La tensión entre capitalismo y democracia sigue siendo la misma. Lo que ocurre es que ahora se han invertido los roles. El capitalismo ya no es un obstáculo inevitable para avanzar en un sistema socialmente más justo, sino que es la democracia la que está complicando la vida a quiénes quieren mayor eficiencia y dinamismo. Decía Pedro Sánchez este fin de semana en Sevilla, en el Congreso del PSOE: “¿Quién va a defender la democracia, sino los socialistas? ¿Quién va a defender el trabajo y salario dignos, la vejez digna, la igualdad, el derecho a la vivienda, la justicia social y el final de los privilegios?”. Pero no es ya un problema de los socialistas, es un problema estructural. La financiarizaron del capitalismo ha aumentado la vulnerabilidad del estado en los bancos, los fondos de inversión libre y los grandes inversores. Y ha obligado a los estados a navegar en esas aguas e incluso a salvarles los muebles cuando el daño causado es “too big to fail”, como ocurrió en el 2008.
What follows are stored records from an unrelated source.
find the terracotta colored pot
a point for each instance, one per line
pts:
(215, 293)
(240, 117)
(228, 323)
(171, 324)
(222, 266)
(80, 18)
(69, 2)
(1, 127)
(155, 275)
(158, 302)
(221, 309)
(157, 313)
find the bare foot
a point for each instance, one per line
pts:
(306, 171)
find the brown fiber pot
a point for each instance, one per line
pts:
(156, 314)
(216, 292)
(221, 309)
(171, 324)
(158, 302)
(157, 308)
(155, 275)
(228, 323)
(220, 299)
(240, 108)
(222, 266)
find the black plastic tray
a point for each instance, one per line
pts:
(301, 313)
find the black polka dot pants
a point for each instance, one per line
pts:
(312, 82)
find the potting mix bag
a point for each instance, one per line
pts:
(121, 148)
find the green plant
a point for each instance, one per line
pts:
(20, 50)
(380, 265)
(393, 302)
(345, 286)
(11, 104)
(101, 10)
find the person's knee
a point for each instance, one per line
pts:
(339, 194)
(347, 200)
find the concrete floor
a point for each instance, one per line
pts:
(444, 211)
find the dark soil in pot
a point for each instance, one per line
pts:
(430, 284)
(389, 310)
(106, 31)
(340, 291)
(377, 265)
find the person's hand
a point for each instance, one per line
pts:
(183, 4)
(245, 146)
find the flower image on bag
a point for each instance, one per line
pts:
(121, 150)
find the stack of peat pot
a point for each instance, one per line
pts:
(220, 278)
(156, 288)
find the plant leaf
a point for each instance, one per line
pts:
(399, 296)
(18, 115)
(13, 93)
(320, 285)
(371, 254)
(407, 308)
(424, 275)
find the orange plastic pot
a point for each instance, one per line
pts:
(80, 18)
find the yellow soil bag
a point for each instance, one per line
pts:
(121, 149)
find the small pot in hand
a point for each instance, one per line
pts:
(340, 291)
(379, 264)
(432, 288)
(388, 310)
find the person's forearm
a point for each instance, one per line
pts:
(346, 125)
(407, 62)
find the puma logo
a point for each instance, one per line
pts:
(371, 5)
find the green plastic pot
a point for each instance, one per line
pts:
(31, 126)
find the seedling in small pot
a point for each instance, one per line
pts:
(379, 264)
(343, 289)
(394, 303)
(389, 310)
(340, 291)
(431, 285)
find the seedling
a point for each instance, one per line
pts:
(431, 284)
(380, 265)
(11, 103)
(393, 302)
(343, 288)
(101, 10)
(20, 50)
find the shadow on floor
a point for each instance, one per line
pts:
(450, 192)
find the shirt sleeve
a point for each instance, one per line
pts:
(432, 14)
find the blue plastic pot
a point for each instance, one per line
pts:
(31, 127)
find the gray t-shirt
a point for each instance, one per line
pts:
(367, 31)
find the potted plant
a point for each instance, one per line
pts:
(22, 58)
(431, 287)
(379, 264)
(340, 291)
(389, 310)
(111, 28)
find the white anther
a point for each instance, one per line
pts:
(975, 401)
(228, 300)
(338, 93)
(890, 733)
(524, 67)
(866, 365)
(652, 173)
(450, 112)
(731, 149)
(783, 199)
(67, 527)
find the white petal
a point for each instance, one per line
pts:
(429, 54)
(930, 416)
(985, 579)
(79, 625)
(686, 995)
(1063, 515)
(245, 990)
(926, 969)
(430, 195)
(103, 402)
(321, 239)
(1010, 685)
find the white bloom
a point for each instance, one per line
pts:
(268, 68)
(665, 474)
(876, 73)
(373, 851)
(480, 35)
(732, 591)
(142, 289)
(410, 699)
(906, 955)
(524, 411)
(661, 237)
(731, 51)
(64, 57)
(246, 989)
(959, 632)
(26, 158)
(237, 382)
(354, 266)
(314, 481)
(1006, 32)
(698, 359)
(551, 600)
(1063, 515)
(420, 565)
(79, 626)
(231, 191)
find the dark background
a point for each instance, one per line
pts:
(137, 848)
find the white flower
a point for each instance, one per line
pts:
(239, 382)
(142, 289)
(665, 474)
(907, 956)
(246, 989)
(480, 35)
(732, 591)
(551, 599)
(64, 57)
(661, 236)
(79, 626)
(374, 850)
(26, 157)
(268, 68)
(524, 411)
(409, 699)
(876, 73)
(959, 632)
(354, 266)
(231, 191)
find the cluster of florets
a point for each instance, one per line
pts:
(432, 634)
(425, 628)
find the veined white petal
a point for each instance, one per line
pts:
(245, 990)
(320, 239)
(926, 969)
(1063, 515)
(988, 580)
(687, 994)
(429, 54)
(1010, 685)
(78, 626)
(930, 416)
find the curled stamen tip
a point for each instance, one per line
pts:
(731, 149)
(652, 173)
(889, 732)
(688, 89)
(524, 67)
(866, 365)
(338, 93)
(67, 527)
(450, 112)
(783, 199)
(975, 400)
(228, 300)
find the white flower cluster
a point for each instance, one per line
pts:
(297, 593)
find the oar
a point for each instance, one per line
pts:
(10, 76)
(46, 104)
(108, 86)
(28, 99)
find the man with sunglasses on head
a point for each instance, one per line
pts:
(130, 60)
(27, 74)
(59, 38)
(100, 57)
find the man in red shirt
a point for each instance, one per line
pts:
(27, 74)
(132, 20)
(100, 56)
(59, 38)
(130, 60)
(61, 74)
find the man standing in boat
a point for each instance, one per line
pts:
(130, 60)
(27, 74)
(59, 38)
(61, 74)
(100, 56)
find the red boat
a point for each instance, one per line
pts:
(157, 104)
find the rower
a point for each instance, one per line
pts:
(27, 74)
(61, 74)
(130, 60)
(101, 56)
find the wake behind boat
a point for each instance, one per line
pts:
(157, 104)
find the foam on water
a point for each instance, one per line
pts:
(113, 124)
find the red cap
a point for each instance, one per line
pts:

La velocidad, el volumen, la complejidad y el alcance de las transacciones financieras en la globalización superan la capacidad de las instituciones para deliberar y legislar eficazmente. Hay una desincronización entre política y economía, y ello se observa en la concentración de decisiones en el ejecutivo, en los bancos centrales y en las instituciones financieras (que no son precisamente democráticas) y en la constante sensación de ir a salto de mata tras los acontecimientos que no controlas. El capitalismo global ha ido socavando los marcos sociales y reguladores, y ahora está en disposición de hacer un salto de escala. Nada de ello es ajeno a la erosión que sufre la confianza en la democracia en muchos países. La creciente desigualdad, la percepción de que los intereses económicos dominan la política y la falta de respuesta efectiva a los problemas sociales generan desafección y apatía entre la ciudadanía. Esto abre la puerta al auge de movimientos populistas y autoritarios que prometen soluciones simples a problemas complejos, casi siempre a expensas de los principios democráticos.

Decía Karl Polanyi, en un lejano 1943, en su libro “La gran transformación”, que nos esperaban todo tipo de males si pasábamos del mercado como uno de los elementos de funcionamiento de la economía, a una sociedad de mercado en que todo, la naturaleza, el trabajo, las relaciones, se mercantilizaran. Ahora, viendo lo que está pasando en Estados Unidos y en otros países, estamos a las puertas de la mercantilización definitiva de la política. Podemos tratar de cambiar esta dinámica. Y esto exige de entrada un giro en las dinámicas digitales para que no sean sólo controladas por los nuevos oligarcas. Una presencia pública en Internet y en las redes que garantice accesibilidad y control público. Para avanzar en mayor capacidad de respuesta, más alianzas sociales, más protagonismo civil y en nuevas formas de hacer política. Europa tiene ahora la necesidad de reforzar su integración y articulación interior, su soberanía digital, tratando así de resistir el envite que la nueva administración Trump-Tech va a provocar. El dilema central puede desplazarse al binomio globalización y democracia, y solo desde una Europa más articulada y con más compromiso en la defensa de la igualdad y los valores fundamentales de la democracia se podrá recuperar la confianza de la ciudadanía en la política.